How does the technology work with fast forward??? slow motion??? If I run a film in slow motion, could the disk actually die before I get to the end??? If I run it in fast forward, could it die within an hour??? Do intro trailers and such count??? (they shouldn't...that's not what I bought) And what about Enhanced DVD-ROM content??? Probably none. These will likely be bare bones DVDs with little more than a few trailers. Which means they probably won't even compete with DVDs...
And lastly, what will this technology do to people's DVD Players??? Harsh chemicals and electronics don't always mix well...

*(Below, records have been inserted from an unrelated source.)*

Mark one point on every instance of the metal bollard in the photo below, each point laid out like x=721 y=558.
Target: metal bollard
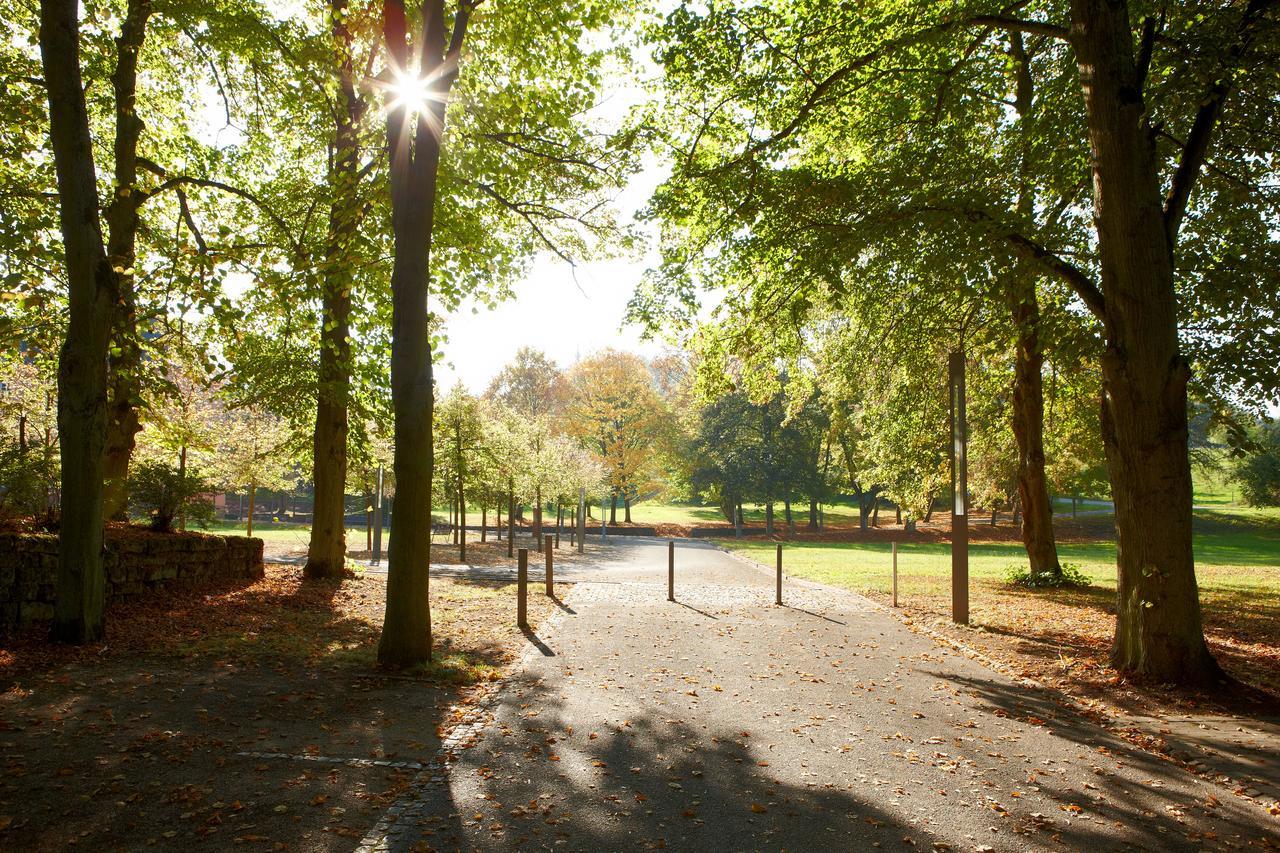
x=671 y=570
x=551 y=588
x=778 y=597
x=522 y=589
x=895 y=574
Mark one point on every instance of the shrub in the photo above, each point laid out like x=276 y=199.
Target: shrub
x=161 y=492
x=1072 y=578
x=24 y=483
x=1258 y=471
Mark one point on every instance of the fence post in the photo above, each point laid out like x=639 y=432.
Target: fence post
x=551 y=588
x=778 y=597
x=671 y=570
x=895 y=574
x=522 y=589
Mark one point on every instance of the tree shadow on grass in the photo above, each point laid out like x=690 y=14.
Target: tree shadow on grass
x=1156 y=802
x=234 y=711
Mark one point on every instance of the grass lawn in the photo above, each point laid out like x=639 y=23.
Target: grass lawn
x=661 y=512
x=199 y=724
x=1066 y=633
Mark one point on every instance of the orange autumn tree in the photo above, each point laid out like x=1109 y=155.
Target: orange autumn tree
x=613 y=411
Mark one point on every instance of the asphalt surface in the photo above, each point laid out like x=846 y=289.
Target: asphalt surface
x=725 y=723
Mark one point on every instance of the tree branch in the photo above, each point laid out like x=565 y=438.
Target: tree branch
x=1196 y=150
x=1034 y=27
x=1050 y=261
x=173 y=183
x=528 y=217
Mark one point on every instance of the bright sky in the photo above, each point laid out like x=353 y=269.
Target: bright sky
x=565 y=311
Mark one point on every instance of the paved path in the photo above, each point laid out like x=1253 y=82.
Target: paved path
x=722 y=723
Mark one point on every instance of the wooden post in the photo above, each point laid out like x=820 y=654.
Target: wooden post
x=895 y=574
x=378 y=520
x=778 y=597
x=959 y=493
x=511 y=521
x=671 y=570
x=522 y=589
x=551 y=588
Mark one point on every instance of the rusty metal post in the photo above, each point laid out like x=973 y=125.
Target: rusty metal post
x=551 y=587
x=895 y=574
x=671 y=570
x=778 y=597
x=522 y=589
x=959 y=493
x=511 y=521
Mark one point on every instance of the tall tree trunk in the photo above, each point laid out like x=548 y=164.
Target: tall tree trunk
x=327 y=555
x=407 y=623
x=122 y=224
x=182 y=487
x=538 y=518
x=92 y=290
x=252 y=493
x=1159 y=632
x=1028 y=404
x=462 y=502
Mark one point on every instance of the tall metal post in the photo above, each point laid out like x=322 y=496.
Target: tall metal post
x=777 y=598
x=511 y=521
x=376 y=557
x=522 y=589
x=959 y=493
x=895 y=574
x=549 y=550
x=671 y=570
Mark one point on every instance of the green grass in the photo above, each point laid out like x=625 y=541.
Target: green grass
x=663 y=512
x=277 y=532
x=1238 y=551
x=1214 y=488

DivX by any othe name is still DivX.
Whales do *not* eat algae.
Whales eat krill - small, shrimplike creatures. Krill eat algae. Less whales = more krill. More krill = *less* algae.
In tropical waters it's actually slightly more complicated; some tropical krill eat zooplankton as well as phytoplankton, which muddies the situation.
It's pretty much true about the paper. One thing that recycled paper does have going for it is that it's usually not bleached; production and use of chlorine is really nasty, environmentally speaking. But paper made from fast-growing plantation forests is very "good" for carbon levels. These forests do tend to leave behind rather acidic soils, which many plants don't like, and the forests themselves have terrible biodiversity ("green deserts")... but they do chew up that CO2.